Jueces catalanes rebeldes y Código Penal

Ha trascendido que Santiago Vidal, juez de la Audiencia de Barcelona, suspendido durante tres años por participar en la redacción de un borrador de Constitución para Cataluña, ha iniciado los trabajos para reclutar los primeros 250 jueces que empezarían a ejercer en Cataluña si se consuma la independencia. El Consejo General del Poder Judicial suspendió a Vidal a finales del pasado febrero, pero fue inmediatamente contratado como personal eventual por el Departamento de Justicia para dirigir la redacción del Libro Blanco de la Justicia en Cataluña.

Llama la atención que un juez, que conoce la ley, participe, no ya en las ideas del independentismo, sino en la forma de pretender separar a Cataluña de España al margen de la Constitución que juró o prometió acatar.
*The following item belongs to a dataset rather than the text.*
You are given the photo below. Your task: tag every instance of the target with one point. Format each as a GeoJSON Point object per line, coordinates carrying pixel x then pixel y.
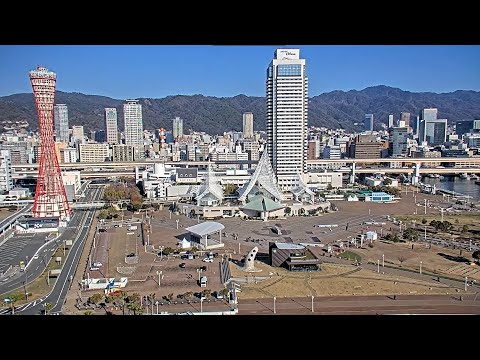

Pero sorprende más que esté dispuesto a incurrir y promover que otros incurran, si abandonan sus funciones como jueces españoles, en lo previsto en Capítulo II del Código Penal: Del abandono de destino y de la omisión del deber de perseguir delitos.

Los artículos 407 a 409 nueve sancionan con diversas penas el abandono de destino por parte de una autoridad o funcionario público, cuando impide la persecución de los delitos que conozcan, y pueden llegar a la pena de prisión de uno a cuatro años e inhabilitación absoluta para empleo o cargo público por tiempo de seis a diez años. Si un juez abandona el aparato judicial del Estado al que sirve para pasarse a otro, ¿en qué incurre?

El magistrado Vidal está cumpliendo el encargo del consejero de Justicia, Germà Gordó, para que calcule el número de los jueces, fiscales y secretarios que abandonarían sus funciones para pasarse a la estructura del nuevo Estado. Y se estima que, de entrada, serían 250 jueces, 170 fiscales y 200 secretarios judiciales. Todos ellos funcionarios de carrera del Ministerio de Justicia.

Este conjunto de funcionarios constituyen uno de los ejes vertebradores del pretendido nuevo Estado. ¿Qué pasaría con las causas en marcha de las que tienen conocimiento? Es de locos. ¿Seguirán en manos de los jueces naturales, serán los procesos transferidos de la soberanía de un Estado a otro? De momento, la campaña de captación ha comenzado entre los propios jueces y abogados conocidos para crear esa estructura. Según el diario “El País”, “las vacantes se cubrirían con un simple concurso de méritos y una entrevista personal”.

No deja de ser una curiosa paradoja que la Escuela Judicial en la que se forman los jueces de toda España está en Barcelona y es el único organismo superior del Estado que no está ubicado en Madrid y por el que pasan, tras la oposición, para formarse en el oficio los jueces de toda España.

Los jueces catalanes que se pasen al nuevo pretendido estado dentro de la secesión pretendida saben que incurrirán en un delito, según el vigente ´Código Penal”, pero parece que da lo mismo. Santiago Vidal ha asegurado que hay jueces del Tribunal Constitucional que el año 2010 dictaron la sentencia contra el Estatuto catalán que “se arrepienten por sus consecuencias”. Y que no se hubiera llegado a esta situación de dejar el Estatuto como estaba (después de aquel “Manden lo que sea, que Madrid lo aprobará”, de Zapatero). Estas afirmaciones fueron vertidas durante la presentación de un libro en el que se explica cómo fue elaborado el proyecto de Constitución catalana. De momento, a este juez que redacta constituciones no parece que le importe mucho cumplir la que prometió o juró.